Ringing true to the interdisciplinary aspect of Barbeito’s course, Gumby will bring his experience in both painting and printmaking to the print shop for this particular project.

“Throughout my career, I feel like I have defined myself as a painter, more recently as more of just an artist, and I guess in my own way redefining what a painting is,” he said. “So while I’m here I’ll probably be looking to do the same, just redefine what a print is.”

The beautiful thing about [EPI] is that there’s a lot of different tools, and there’s a lot of different ways to experiment,… 

Gumby said. “[Barbeito] has equipped the studio with a lot of equipment that allows students and artists to really think outside the box, and to bring tools that you might only see in like an engineering shop into the print studio to make new tools and formats for making a painting. So I think while I’m here, there’s a lot of equipment here and processes that I’m going to be experimenting with to bring things together.”

 Barbeito is prepared to use the 100-ton hydraulic press for this collaboration to press crystals into paper pulp, with inks and some other materials. The paper being used for this project is ¼” thick and was hand-made at EPI in preparation for Gumby’s residency.

Gumby plans to enter EPI’s print shop with an open mind.

“My preliminary plan is to activate my imagination and then see what comes of that,” he said. “It’s really just playing around and seeing what happens…It’ll be a sharing of the minds.”

close-up 2 - artist work at EPI | Photo credit Aviv Springer-Galst

close-up 2 – artist work at EPI | Photo credit Aviv Springer-Galst

Gumby will have full access to the tools and equipment at EPI to explore the process and develop an idea for the work during his residency.

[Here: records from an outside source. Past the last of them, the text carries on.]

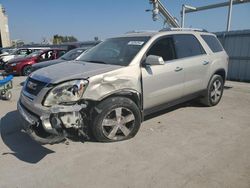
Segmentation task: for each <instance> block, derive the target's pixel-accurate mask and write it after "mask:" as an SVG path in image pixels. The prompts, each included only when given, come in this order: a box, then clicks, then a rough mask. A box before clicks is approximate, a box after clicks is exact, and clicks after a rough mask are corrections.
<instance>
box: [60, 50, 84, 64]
mask: <svg viewBox="0 0 250 188" xmlns="http://www.w3.org/2000/svg"><path fill="white" fill-rule="evenodd" d="M84 51H85V49H74V50H70V51H69V52H67V53H66V54H64V55H63V56H62V57H61V59H63V60H67V61H70V60H74V59H76V58H77V57H79V56H80V55H81V54H82V53H83V52H84Z"/></svg>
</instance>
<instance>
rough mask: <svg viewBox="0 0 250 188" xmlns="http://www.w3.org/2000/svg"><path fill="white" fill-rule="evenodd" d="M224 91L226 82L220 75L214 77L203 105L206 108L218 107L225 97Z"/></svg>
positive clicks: (204, 96) (203, 100)
mask: <svg viewBox="0 0 250 188" xmlns="http://www.w3.org/2000/svg"><path fill="white" fill-rule="evenodd" d="M223 90H224V80H223V78H222V77H221V76H220V75H217V74H215V75H213V77H212V78H211V80H210V82H209V84H208V87H207V90H206V94H205V96H204V98H202V99H201V103H202V104H204V105H206V106H216V105H217V104H218V103H219V102H220V100H221V97H222V95H223Z"/></svg>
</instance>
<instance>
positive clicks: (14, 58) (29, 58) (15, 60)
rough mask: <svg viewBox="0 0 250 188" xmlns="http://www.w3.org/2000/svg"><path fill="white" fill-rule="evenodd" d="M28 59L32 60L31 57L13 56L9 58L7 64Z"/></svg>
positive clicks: (9, 63) (11, 63) (10, 63)
mask: <svg viewBox="0 0 250 188" xmlns="http://www.w3.org/2000/svg"><path fill="white" fill-rule="evenodd" d="M29 60H32V57H31V58H27V57H17V58H14V59H11V60H9V61H8V62H7V64H13V63H20V62H22V61H29Z"/></svg>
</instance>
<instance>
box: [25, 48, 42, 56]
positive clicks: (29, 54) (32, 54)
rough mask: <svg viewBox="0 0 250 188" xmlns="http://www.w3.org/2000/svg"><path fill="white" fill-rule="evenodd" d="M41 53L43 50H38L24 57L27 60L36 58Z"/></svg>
mask: <svg viewBox="0 0 250 188" xmlns="http://www.w3.org/2000/svg"><path fill="white" fill-rule="evenodd" d="M42 52H43V50H38V51H35V52H33V53H31V54H29V55H27V56H26V57H28V58H29V57H36V56H38V55H40V54H41V53H42Z"/></svg>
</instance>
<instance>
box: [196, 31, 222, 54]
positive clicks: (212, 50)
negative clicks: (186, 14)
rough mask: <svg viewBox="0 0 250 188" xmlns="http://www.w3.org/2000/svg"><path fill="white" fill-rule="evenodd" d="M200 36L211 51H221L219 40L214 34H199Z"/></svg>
mask: <svg viewBox="0 0 250 188" xmlns="http://www.w3.org/2000/svg"><path fill="white" fill-rule="evenodd" d="M201 37H202V38H203V40H204V41H205V42H206V43H207V45H208V46H209V48H210V49H211V50H212V52H214V53H216V52H221V51H223V47H222V45H221V43H220V42H219V40H218V39H217V38H216V37H215V36H213V35H201Z"/></svg>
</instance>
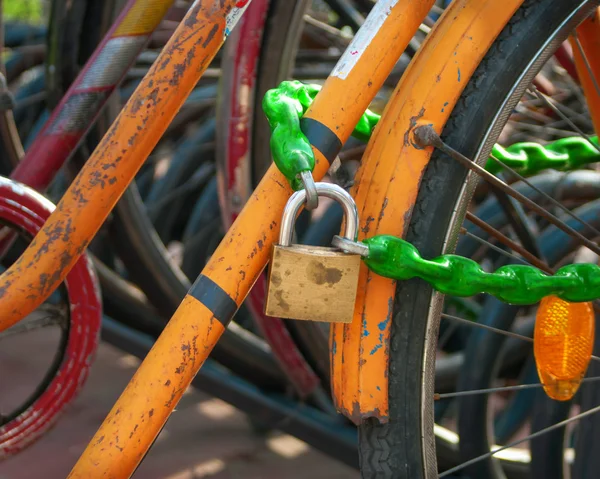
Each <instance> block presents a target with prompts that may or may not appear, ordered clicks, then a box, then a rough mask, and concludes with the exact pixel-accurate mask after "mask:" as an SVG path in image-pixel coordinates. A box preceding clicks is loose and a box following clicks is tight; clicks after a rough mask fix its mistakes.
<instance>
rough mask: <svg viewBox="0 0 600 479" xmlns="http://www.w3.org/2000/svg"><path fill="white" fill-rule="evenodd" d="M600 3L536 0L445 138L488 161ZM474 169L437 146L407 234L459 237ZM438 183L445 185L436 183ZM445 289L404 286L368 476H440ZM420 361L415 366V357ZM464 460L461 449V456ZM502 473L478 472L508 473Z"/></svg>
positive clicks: (437, 239) (478, 72)
mask: <svg viewBox="0 0 600 479" xmlns="http://www.w3.org/2000/svg"><path fill="white" fill-rule="evenodd" d="M592 7H593V4H592V3H591V2H584V1H577V2H551V1H545V0H544V1H526V2H524V4H523V5H522V7H521V8H519V10H517V12H516V13H515V15H514V16H513V18H512V19H511V21H510V22H509V23H508V24H507V25H506V27H505V28H504V30H503V31H502V33H501V34H500V35H499V36H498V38H497V39H496V41H495V42H494V44H493V45H492V47H491V48H490V50H489V51H488V53H487V55H486V56H485V57H484V59H483V61H482V62H481V64H480V65H479V67H478V69H477V70H476V72H475V73H474V75H473V77H472V78H471V80H470V81H469V83H468V84H467V86H466V88H465V89H464V91H463V93H462V95H461V97H460V100H459V101H458V103H457V106H456V108H455V109H454V111H453V112H452V115H451V117H450V119H449V121H448V123H447V124H446V126H445V128H444V134H443V140H444V141H445V142H446V143H448V144H450V145H451V146H452V147H453V148H455V149H456V150H458V151H460V152H461V153H463V154H464V155H466V156H468V157H469V158H474V159H475V160H476V161H478V162H480V163H481V162H483V161H484V159H485V158H487V155H488V153H489V151H490V148H491V146H492V145H493V143H494V142H495V141H496V140H497V139H498V136H499V135H500V132H501V131H502V128H503V126H504V124H505V123H506V121H507V119H508V115H509V113H510V112H511V111H512V109H513V108H514V106H515V105H516V103H517V102H518V100H519V99H520V98H521V96H522V94H523V92H524V90H525V88H526V87H527V86H528V85H529V84H530V83H531V81H532V79H533V77H534V75H535V74H536V73H537V72H538V71H539V69H540V68H541V67H542V65H543V64H544V63H545V61H546V60H547V59H548V58H549V57H550V56H551V55H552V53H553V51H554V50H555V49H556V48H557V46H558V45H559V44H560V43H561V42H562V41H563V40H564V39H565V38H566V37H567V35H568V34H569V33H570V32H571V30H572V28H573V27H574V26H575V25H577V23H578V22H579V21H581V20H582V19H583V18H584V17H585V15H586V14H587V13H589V11H590V9H591V8H592ZM467 173H468V172H467V171H466V170H465V169H464V168H463V167H462V166H461V165H460V164H458V163H456V162H454V160H451V159H450V158H448V157H447V156H445V155H442V154H440V153H439V152H436V153H435V154H434V156H433V157H432V161H431V163H429V166H428V167H427V169H426V171H425V174H424V176H423V178H422V183H421V187H420V190H419V194H418V197H417V200H416V204H415V206H414V210H413V214H412V217H411V220H410V225H409V228H408V233H407V236H406V239H407V241H409V242H410V243H412V244H413V245H415V246H416V247H417V249H418V250H419V251H420V252H421V254H422V255H423V256H424V257H426V258H431V257H435V256H437V255H440V254H442V253H444V252H446V250H445V248H447V247H448V246H447V245H448V244H450V245H453V244H455V240H456V235H457V234H458V231H459V228H458V226H460V223H461V222H462V220H463V218H464V214H465V209H466V207H467V205H468V202H469V201H468V200H469V195H470V194H472V190H471V189H469V188H465V187H464V186H465V182H466V180H467V177H468V175H467ZM433 192H435V193H433ZM441 299H442V297H441V295H439V294H437V293H435V292H434V291H433V289H432V288H431V287H430V286H428V285H427V284H426V283H424V282H423V281H420V280H418V279H414V280H410V281H404V282H400V283H399V284H398V286H397V291H396V299H395V304H394V315H393V323H392V332H391V344H390V365H389V376H388V377H389V401H390V402H389V405H390V421H389V423H387V424H379V423H378V422H377V421H376V420H367V421H365V422H364V423H363V424H362V425H361V426H360V427H359V431H360V433H359V438H360V439H359V449H360V461H361V471H362V474H363V477H373V478H375V477H376V478H387V477H389V478H392V477H394V478H404V477H406V478H411V479H412V478H430V477H436V474H437V470H436V461H435V436H434V428H433V403H434V401H433V396H432V395H431V393H427V392H428V391H433V390H434V385H433V375H432V374H431V373H430V372H428V371H427V369H426V368H425V361H426V358H427V357H429V358H431V357H435V356H431V355H435V350H436V347H437V336H436V334H431V332H432V331H433V332H437V331H438V329H439V322H440V310H441V308H440V306H441ZM408 365H410V367H409V366H408ZM456 460H457V459H456ZM497 469H498V468H496V469H494V471H492V472H491V474H492V475H485V476H477V475H476V476H472V477H498V476H496V475H499V477H501V474H502V472H501V471H498V470H497Z"/></svg>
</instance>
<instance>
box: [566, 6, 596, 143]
mask: <svg viewBox="0 0 600 479" xmlns="http://www.w3.org/2000/svg"><path fill="white" fill-rule="evenodd" d="M576 32H577V38H578V39H579V43H580V44H581V49H582V50H583V53H584V55H585V59H584V57H583V56H582V55H581V52H580V50H579V47H578V45H577V42H576V41H575V38H574V37H571V38H569V42H570V44H571V47H572V49H573V59H574V60H575V67H576V68H577V75H578V76H579V81H580V83H581V87H582V88H583V93H584V94H585V100H586V102H587V104H588V107H589V110H590V115H591V117H592V122H593V124H594V130H595V131H596V134H598V133H599V132H600V92H599V91H598V85H600V8H597V9H596V10H595V11H594V13H593V14H592V15H591V16H590V17H589V18H587V19H586V20H585V21H583V22H582V23H581V24H580V25H579V26H578V27H577V30H576Z"/></svg>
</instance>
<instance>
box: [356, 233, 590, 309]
mask: <svg viewBox="0 0 600 479" xmlns="http://www.w3.org/2000/svg"><path fill="white" fill-rule="evenodd" d="M363 243H365V244H366V245H367V246H368V247H369V254H368V256H367V258H365V260H364V261H365V263H366V264H367V266H368V267H369V269H370V270H372V271H373V272H375V273H377V274H379V275H380V276H385V277H386V278H391V279H396V280H408V279H412V278H415V277H418V278H421V279H423V280H425V281H427V282H428V283H429V284H431V286H433V288H434V289H436V290H437V291H439V292H441V293H444V294H451V295H454V296H462V297H467V296H474V295H476V294H480V293H488V294H491V295H493V296H495V297H496V298H498V299H500V300H501V301H504V302H506V303H510V304H518V305H524V304H534V303H537V302H538V301H540V300H541V299H542V298H544V297H545V296H549V295H554V296H558V297H559V298H561V299H564V300H566V301H571V302H581V301H593V300H595V299H597V298H600V267H599V266H597V265H595V264H583V263H582V264H571V265H567V266H563V267H562V268H560V269H559V270H557V271H556V273H555V274H554V275H552V276H549V275H547V274H545V273H543V272H542V271H540V270H539V269H537V268H535V267H533V266H526V265H521V264H515V265H507V266H502V267H500V268H498V269H497V270H496V271H494V272H490V273H488V272H486V271H484V270H483V269H482V268H481V267H480V266H479V264H477V263H476V262H475V261H473V260H471V259H469V258H463V257H462V256H457V255H443V256H438V257H437V258H434V259H432V260H426V259H424V258H423V257H421V255H420V253H419V251H418V250H417V249H416V248H415V247H414V246H413V245H411V244H410V243H408V242H406V241H404V240H403V239H401V238H396V237H395V236H388V235H379V236H374V237H373V238H368V239H365V240H363Z"/></svg>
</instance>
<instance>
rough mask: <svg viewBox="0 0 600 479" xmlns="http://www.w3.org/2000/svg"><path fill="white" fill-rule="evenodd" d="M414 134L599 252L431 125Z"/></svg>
mask: <svg viewBox="0 0 600 479" xmlns="http://www.w3.org/2000/svg"><path fill="white" fill-rule="evenodd" d="M414 134H415V139H416V140H417V142H418V143H419V144H420V145H421V146H424V147H426V146H434V147H436V148H438V149H439V150H441V151H443V152H444V153H445V154H447V155H448V156H450V157H451V158H452V159H454V160H456V161H458V162H459V163H461V164H462V165H463V166H465V167H467V168H469V169H470V170H471V171H474V172H475V173H476V174H477V175H479V176H480V177H482V178H483V179H485V180H486V181H487V182H488V183H490V185H492V186H494V187H496V188H498V189H500V190H501V191H504V192H505V193H507V194H508V195H510V196H512V197H513V198H514V199H516V200H517V201H519V202H521V203H522V204H523V205H526V206H527V207H528V208H529V209H531V210H532V211H534V212H535V213H537V214H538V215H540V216H541V217H543V218H545V219H546V220H548V221H549V222H550V223H552V224H553V225H554V226H556V227H557V228H559V229H560V230H562V231H563V232H565V233H567V234H568V235H570V236H572V237H574V238H577V239H578V240H579V241H580V243H581V244H583V245H584V246H586V247H588V248H589V249H591V250H592V251H593V252H594V253H596V254H600V247H599V246H598V245H597V244H596V243H594V242H593V241H590V240H589V239H588V238H586V237H585V236H583V235H582V234H581V233H579V232H578V231H576V230H574V229H573V228H571V227H570V226H568V225H567V224H565V223H564V222H563V221H561V220H560V219H558V218H557V217H556V216H554V215H553V214H552V213H550V212H549V211H548V210H546V209H545V208H542V207H541V206H540V205H538V204H537V203H536V202H535V201H532V200H530V199H529V198H527V197H526V196H525V195H523V194H521V193H519V192H518V191H516V190H514V189H513V188H511V187H510V186H509V185H507V184H506V183H505V182H504V181H502V180H500V179H499V178H497V177H496V176H494V175H493V174H491V173H489V172H488V171H486V170H484V169H483V168H482V167H481V166H479V165H478V164H477V163H475V162H473V161H472V160H470V159H468V158H467V157H466V156H464V155H462V154H461V153H459V152H458V151H456V150H455V149H454V148H452V147H450V146H449V145H447V144H446V143H444V142H443V141H442V139H441V138H440V137H439V136H438V134H437V133H436V132H435V130H434V129H433V128H432V127H430V126H420V127H418V128H416V129H415V133H414Z"/></svg>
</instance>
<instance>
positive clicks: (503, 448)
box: [438, 406, 600, 479]
mask: <svg viewBox="0 0 600 479" xmlns="http://www.w3.org/2000/svg"><path fill="white" fill-rule="evenodd" d="M597 412H600V406H596V407H594V408H592V409H588V410H587V411H585V412H583V413H580V414H577V415H576V416H573V417H571V418H569V419H565V420H564V421H561V422H558V423H556V424H553V425H552V426H548V427H546V428H544V429H540V430H539V431H537V432H534V433H533V434H529V435H528V436H526V437H524V438H522V439H519V440H517V441H513V442H511V443H510V444H507V445H506V446H502V447H499V448H498V449H495V450H494V451H490V452H488V453H486V454H482V455H481V456H477V457H475V458H473V459H470V460H468V461H466V462H464V463H462V464H459V465H458V466H456V467H452V468H450V469H448V470H446V471H444V472H442V473H441V474H439V475H438V478H440V479H441V478H443V477H447V476H449V475H450V474H454V473H455V472H458V471H460V470H461V469H464V468H465V467H468V466H471V465H473V464H476V463H478V462H480V461H483V460H485V459H487V458H488V457H492V456H494V455H495V454H498V453H499V452H501V451H504V450H506V449H510V448H512V447H515V446H518V445H519V444H522V443H524V442H526V441H529V440H531V439H535V438H536V437H539V436H541V435H543V434H546V433H547V432H550V431H553V430H555V429H560V428H561V427H564V426H566V425H568V424H570V423H572V422H575V421H578V420H579V419H583V418H585V417H588V416H591V415H592V414H595V413H597Z"/></svg>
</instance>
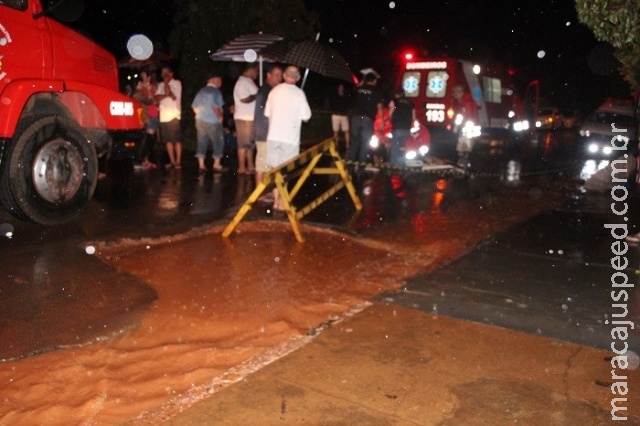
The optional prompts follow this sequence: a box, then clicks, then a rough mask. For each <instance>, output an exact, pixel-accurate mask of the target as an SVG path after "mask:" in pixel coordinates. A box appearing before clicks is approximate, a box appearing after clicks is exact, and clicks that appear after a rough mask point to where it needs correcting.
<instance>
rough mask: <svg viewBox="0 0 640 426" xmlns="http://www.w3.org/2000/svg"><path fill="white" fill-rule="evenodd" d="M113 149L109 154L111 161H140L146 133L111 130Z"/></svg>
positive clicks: (111, 138) (134, 130) (111, 142)
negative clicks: (143, 140)
mask: <svg viewBox="0 0 640 426" xmlns="http://www.w3.org/2000/svg"><path fill="white" fill-rule="evenodd" d="M109 136H110V138H111V147H110V150H109V153H108V157H107V158H108V159H110V160H140V155H141V149H142V142H143V137H144V131H143V130H139V129H132V130H110V131H109Z"/></svg>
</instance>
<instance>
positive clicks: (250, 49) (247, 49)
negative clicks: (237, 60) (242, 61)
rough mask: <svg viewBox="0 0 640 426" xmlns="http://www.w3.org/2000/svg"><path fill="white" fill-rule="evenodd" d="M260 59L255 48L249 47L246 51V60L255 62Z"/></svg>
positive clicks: (244, 54) (245, 56)
mask: <svg viewBox="0 0 640 426" xmlns="http://www.w3.org/2000/svg"><path fill="white" fill-rule="evenodd" d="M256 59H258V54H257V53H256V51H255V50H253V49H247V50H245V51H244V60H245V61H247V62H255V61H256Z"/></svg>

While only on campus for his week-long residency, he hopes to get as much done as possible before leaving the project in the hands of the students. 

“The work continues even after I leave,” he said. “We’ll get as far as we can get in terms of getting an idea and a process down while I’m here, and then it’ll be up to the students in the print shop to carry it over the finish line.”

I think it’s always great to have the opportunity to work with students because everyone is still learning, and still trying to figure things out, and that’s the type of energy I like to keep within my practice,” Gumby added.

 I think you get a sense of play as an artist who’s been out in the field for a while and then to come back to school, I feel like the students are really just exploring and experimenting, and I kind of feed off that energy.

Gumby is joining the college from New York, where he has lived for 17 years, though originally from Harrisburg. “It’s good to be back in Pennsylvania,” he said. “It brings back fond memories to be back in the print shop, and I’m happy to be here at Lafayette.”